Postby trans-chigley express » 01 Jan 2012, 00:21

I'd pointed out earlier that no one really knew for sure if the word "negrito" was what Suarez said. I think the word "Negro" makes a big difference even if Suarez never meant it as a racial slur and the fact that he openly admitted to it when he could easily have denied it given the lack of evidence other than what Evra claims, supports this. I can't make judgements on what is considered racist in other countries; I sometimes get referred to by a local term that relates directly to my skin colour in a completely non-racist way.

There are certainly big differences between the two versions of events and If Evra's version is true Suarez deserves the ban, if Suarez's version is true then it's harsh. It's still very much one word against another and it boils down to the FA believing Evra's version:

Evra's version of events
Evra: Why did you kick me?
Suarez: Because you are black.
Evra: Say that to me again.

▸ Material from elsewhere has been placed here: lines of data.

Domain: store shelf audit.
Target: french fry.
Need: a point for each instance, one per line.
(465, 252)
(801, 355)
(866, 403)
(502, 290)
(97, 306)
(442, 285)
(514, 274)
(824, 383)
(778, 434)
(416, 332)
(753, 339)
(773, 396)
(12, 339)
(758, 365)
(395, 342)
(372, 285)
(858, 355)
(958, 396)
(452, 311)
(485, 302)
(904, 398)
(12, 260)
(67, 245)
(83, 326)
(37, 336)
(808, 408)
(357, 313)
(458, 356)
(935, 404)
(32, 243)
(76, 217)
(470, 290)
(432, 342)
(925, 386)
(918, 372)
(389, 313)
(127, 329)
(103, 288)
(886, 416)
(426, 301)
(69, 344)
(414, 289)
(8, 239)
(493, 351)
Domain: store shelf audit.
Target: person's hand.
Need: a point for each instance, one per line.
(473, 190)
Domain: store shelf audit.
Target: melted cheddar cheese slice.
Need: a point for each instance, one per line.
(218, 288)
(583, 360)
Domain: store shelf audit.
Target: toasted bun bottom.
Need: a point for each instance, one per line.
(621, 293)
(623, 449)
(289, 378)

I'm going to punch you.
Suarez: I don't speak to blacks.
Evra: I'm going to punch you.
Suarez: OK, blackie, blackie, blackie. Suarez then touched Evra's arm, gesturing at his skin.
Evra: Ref, ref, he just called me a fucking black.

Suarez's version of events
Evra: Why did you kick me?
Suarez (shrugging): It was a normal foul.
Evra: I'm going to kick you.
Suarez: Shut up. (Suarez then touched Evra's arm in a pinching-style movement).
Evra: Don't touch me, South American.
Suarez: Por que, negro (Why, black?)

tbh I know Suarez can be a bit of a nutter but I find the Evra version quite hard to believe.